Monday, 14 May 2012

The Leadership Equation (Continued)

In my last blog I introduced the first component of The Leadership Equation. Today I will complete that equation.

Part two relates to those who follow the leader.  Specifically, those who follow must do so willingly.   It borders on the oxymoronic to suggest that those who must be pushed or pulled or coerced to a specific goal are doing so willingly. Rather, the willing response of the group is actually an acknowledgement and affirmation of the individual who has been called into leadership. This attitudinal position has a fundamentally positive impact on the process and significantly enhances the prospects of success.  Without a willing team, it is not possible to have an authentic leadership model.  And of equal importance, productivity will be at risk.

The third component relates to the goal or objective that the team is pursuing.  This goal must be noble or honourable.  It must meet each of these criteria.  Ethical, moral, legal and...achievable.  If the objective cannot satisfy all of these descriptors, it fails to meet the basic and necessary standard. 

Before you jump to conclusions, let me state that profit can be a noble objective.  Take the case of K. Matsushita, founder of Panasonic.  Matsushita argued that profit was simply the recognition of society that the product or service being sold represented a value which they supported through their purchases.  If that product or service failed to meet a value proposition, society would vote with its wallet.  Simply put, the value of a thing is what it will bring.  Profit is only ignoble when the means of achieving that profit fail to meet the moral, legal and ethical requirements.

Based on this leadership equation, I define leadership as:

A leader is one who, by virtue of their moral authority, is able to persuade others to willingly follow in the pursuit of a noble or honourable goal.

The value of presenting this definition in the form of an equation is seen particularly when things are not working out as anticipated.  You can now  analyze which component is not in compliance and then work to address the issues that are out of alignment.  As example, has the leader lost moral authority or is it being challenged in such a way as to cause confusion amongst the team members?  Perhaps the goal has become unachievable because of unforeseen circumstances.  If so, the team has probably responded with muted enthusiasm that is curbing productivity.  In either case, the equation allows you to be more focused on finding a resolution and getting things back on track.

Leadership is not a right, but a privilege.  Therefore inspirational leadership must be a habit, not an act.  Too often the reality is that authentic leadership has been found to be difficult...and left wanting.  This prompts the 'leader' to adopt non-inspirational approaches to motivation which only serves to  move the team further away from the goal rather than closer to it.  This is so tragic because we need true leaders now more than ever!  We need leadership that inspires us to fulfil our potential, not that which inhibits us.  Far too many aspire for leadership rather than being called into the position.  Their motives are entirely selfish at a time when altruism ought to be at the root of their service.

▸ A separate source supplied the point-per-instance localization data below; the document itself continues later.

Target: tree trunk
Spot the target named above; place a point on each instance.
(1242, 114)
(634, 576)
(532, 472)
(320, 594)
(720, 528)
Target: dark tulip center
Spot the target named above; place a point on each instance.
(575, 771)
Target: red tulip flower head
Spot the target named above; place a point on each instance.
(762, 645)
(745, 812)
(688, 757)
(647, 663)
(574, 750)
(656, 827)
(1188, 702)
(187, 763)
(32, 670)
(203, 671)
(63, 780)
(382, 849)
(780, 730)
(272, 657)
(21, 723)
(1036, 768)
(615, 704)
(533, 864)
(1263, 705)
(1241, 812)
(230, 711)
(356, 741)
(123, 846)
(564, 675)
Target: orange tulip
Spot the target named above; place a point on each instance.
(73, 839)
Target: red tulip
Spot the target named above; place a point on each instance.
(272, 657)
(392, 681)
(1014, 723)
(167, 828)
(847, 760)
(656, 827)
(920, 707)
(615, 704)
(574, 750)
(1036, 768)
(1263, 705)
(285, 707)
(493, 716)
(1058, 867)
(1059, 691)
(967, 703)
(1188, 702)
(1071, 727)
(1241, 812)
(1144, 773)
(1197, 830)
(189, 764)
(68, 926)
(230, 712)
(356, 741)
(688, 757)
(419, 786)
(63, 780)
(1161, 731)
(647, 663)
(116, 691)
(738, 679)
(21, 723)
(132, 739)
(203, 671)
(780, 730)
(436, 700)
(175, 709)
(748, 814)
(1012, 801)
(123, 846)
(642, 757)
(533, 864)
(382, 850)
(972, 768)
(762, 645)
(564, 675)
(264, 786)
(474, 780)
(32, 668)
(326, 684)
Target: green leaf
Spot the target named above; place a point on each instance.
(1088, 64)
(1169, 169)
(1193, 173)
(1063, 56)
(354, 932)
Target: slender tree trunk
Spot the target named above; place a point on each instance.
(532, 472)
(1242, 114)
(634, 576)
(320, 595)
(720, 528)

Some will argue that altruism is in conflict with the dynamic and critical decisions that must take place in order to guide an organization or even a team during these uncertain times.  To them I would say very simply, look at where that type of decision making has taken us now.  Christine Legarde of the IMF stated in November 2011 that we may very well be in the throws of a lost decade with respect to true GDP growth.  If you think that is an exaggeration, look to the example of Japan over the past two decades.

We need a new model of leadership.  I call it the `HI Principle'.

Please join me again next time as we begin to look at what this Inspirational Leadership approach looks like in the workplace.  You may be surprised at both how easy and how difficult it can be.

1 comment:

  1. I have enjoyed your series on leadership Jim. I particularly agree with the persuasive aspect or component of leadership that you identify. I wonder though if there isn't another important component to leadership, or even the matrix in which your formula is embedded, and that is "story". It seems to me that good leaders recognize the story to which they persuade those around them to buy into. Excellent leaders, of course, are recognized for their key role in creating the stories of their business/enterprise/etc. I think the element of story makes the formula for leadership more organic and contextual. WIthout a compelling story the formula could just become another decontextualized technical fix. The story has to be more than a vision or has to be about the past and the present so that it is a real story. So what is it about great leaders that enables them to create compelling stories that others commit to? Several years ago I created a community-based masters program for our Faculty. It was unique in that it was offered off-campus in a remote area of the province. The story I created with the program was the continuing education of aboriginal professional educators in the north who would impact their communities. The success of the program was astounding with all 24 students completing their masters degree. But what I found really interesting was the high degree of interest by my colleagues to teach in the program. I had absolutely no problem staffing the courses even though the program was offered over 600km from campus and the class was larger than usual. They were interested in the story...I had to do little to persuade them to participate.